Les médias contre-attaquent
Devant la perte de confiance des spectateurs, les médias prennent les devants pour palier à cette défiance ambiante.
Dans un contexte social compliqué où le doute subsiste, sur n’importe quel sujet, les médias ne sont pas épargnés et sont même dans le viseur des “snipers de l’opinion”. Entre Fake News et conflits d’intérêts, le public est de plus en plus enclin au doute et à la méfiance.

Depuis toujours j’ai confiance dans les médias et je suis plus qu’optimiste sur l’avenir de cette industrie, que cela soit : journal, radio, internet, télévision ou magazines.
Ce n’est pourtant pas le cas de tous le monde…
Les professionnels du milieu font face à la méfiance et parfois à la haine du public toute l’année. Beaucoup reprochent aux médias leur sensationnalisme, la désinformation, le déclin de la qualité de leur travail, la préférence de la vitesse à la vérification des faits. Les prismes idéologiques, politiques et économiques y sont pour beaucoup. Pour ces personnes l’information serait donc dépendante de celui qui la dirige.
Considérez-vous avoir déjà été exposé à des fake news ? (Ifop )

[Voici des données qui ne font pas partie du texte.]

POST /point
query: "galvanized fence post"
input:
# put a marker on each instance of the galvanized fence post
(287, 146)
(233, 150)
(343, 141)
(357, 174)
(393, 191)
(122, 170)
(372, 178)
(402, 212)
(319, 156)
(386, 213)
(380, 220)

Nous avons tous déjà entendu dire “ les puissants utilisent les sphères médiatiques pour promouvoir leurs propres intérêts au lieu de mettre en avant nos envies ”. Une pensée forte chez les moins de 35 ans (35%) et chez les personnes à faibles revenus (34%)” (étude Reuteurs 2017).
Comment réduire le doute sur les médias ?
Il faut se battre contre la désinformation et donc réguler de manière plus efficace. Cela passerait par promouvoir les contenus de qualité et être plus transparent.
- Adopter une meilleure transparence sur Twitter ou Facebook avec un changement de l’algorithme actuel.
- Surfer sur le Geometric deep Learning. Une part d’intelligence humaine et artificielle, pour identifier les parcours de diffusion de fake news. Le deep learning permet de ralentir la propagation d’un contenu posant “problème”. Le contenu est alors masqué.
- Continuer la création de “making-of”, par exemple, comme le fait l’AFP.
- Etre dans l’échange avec le public. Une chose primordiale pour créer du lien et faire grandir la confiance. Montrer qu’on s’intéresse au public et qu’on veut lui transmettre les faits.

“Si on fait disparaître tous les intermédiaires entre un individu et une information, tout sera résolu.” Paul Nemitz, conseiller principal à la DG Justice & Consommateurs de la Commission européenne.
C’est évidemment un échantillon des possibilités, ce qu’il faut retenir c’est repenser le lien de confiance, lutter contre la désinformation et avoir (à nouveau) une dynamique relationnelle. La négociation des points précédents devra se faire à toutes les échelles.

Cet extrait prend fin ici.